What is Monopsony?
Monopsony consists of a market condition heavily influenced by a single buyer. It is the opposite of a monopoly – a market condition with only one seller. In monopsonies, the buyer exerts a majority of control over purchasing a good or a service, which gives them higher power during negotiations.
Monopsonies are common in the labour market in situations where only one company is responsible for supplying many jobs. Labour market monopsonies tend to be disadvantageous for workers since companies can negotiate for lower wages due to their power in the market.
The diagram below illustrates a monopsonist labour market, where only one company (the buyer) faces many workers looking for jobs (the sellers).
Advantages of Monopsony
Being a monopsonist in the labour market allows companies to achieve economies of scale and lower long-run average costs.

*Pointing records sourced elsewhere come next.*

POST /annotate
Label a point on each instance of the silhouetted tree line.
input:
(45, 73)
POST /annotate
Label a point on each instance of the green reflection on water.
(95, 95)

It increases profits and returns to stakeholders.
For monopsonists who invest in R&D, capital, and/or charitable causes, it helps the rich give back to society.
Disadvantages of Monopsony
Suppliers are squeezed to settle at lower prices due to restrictions on alternatives.
Lower wages may sometimes mean that wages fall below workers’ productivity specific to the labour market. It may slow down the economy’s growth and negatively affect educational attainment.
Examples of Monopsonies in Different Markets
Food retailers exercise power when buying supplies from farmers and milk producers. For example, British Sugar buys almost the entire sugar beet crop produced in the U.K. each year. On the other hand, consumers benefit from lower prices in grocery stores.
A labour market monopsony enables the employer to set low wages and heavily influence the number of employees working.
The government is a monopsonist in employing civil servants, military, police, and naval officers. Even though a minimum wage can increase wages without increasing unemployment, it is difficult to fight for the same in industries that the institutions themselves govern.
Amazon is known for its buying power in the retail book market. Famous American economist Paul Krugman mentioned in October 2014 that by pushing down publisher prices, Amazon is hurting readers, too.
The U.K.’s NHS is a significant large purchaser of prescription drugs; however, the reduced prices can be facilitated into cheaper treatments for the public as part of the budget.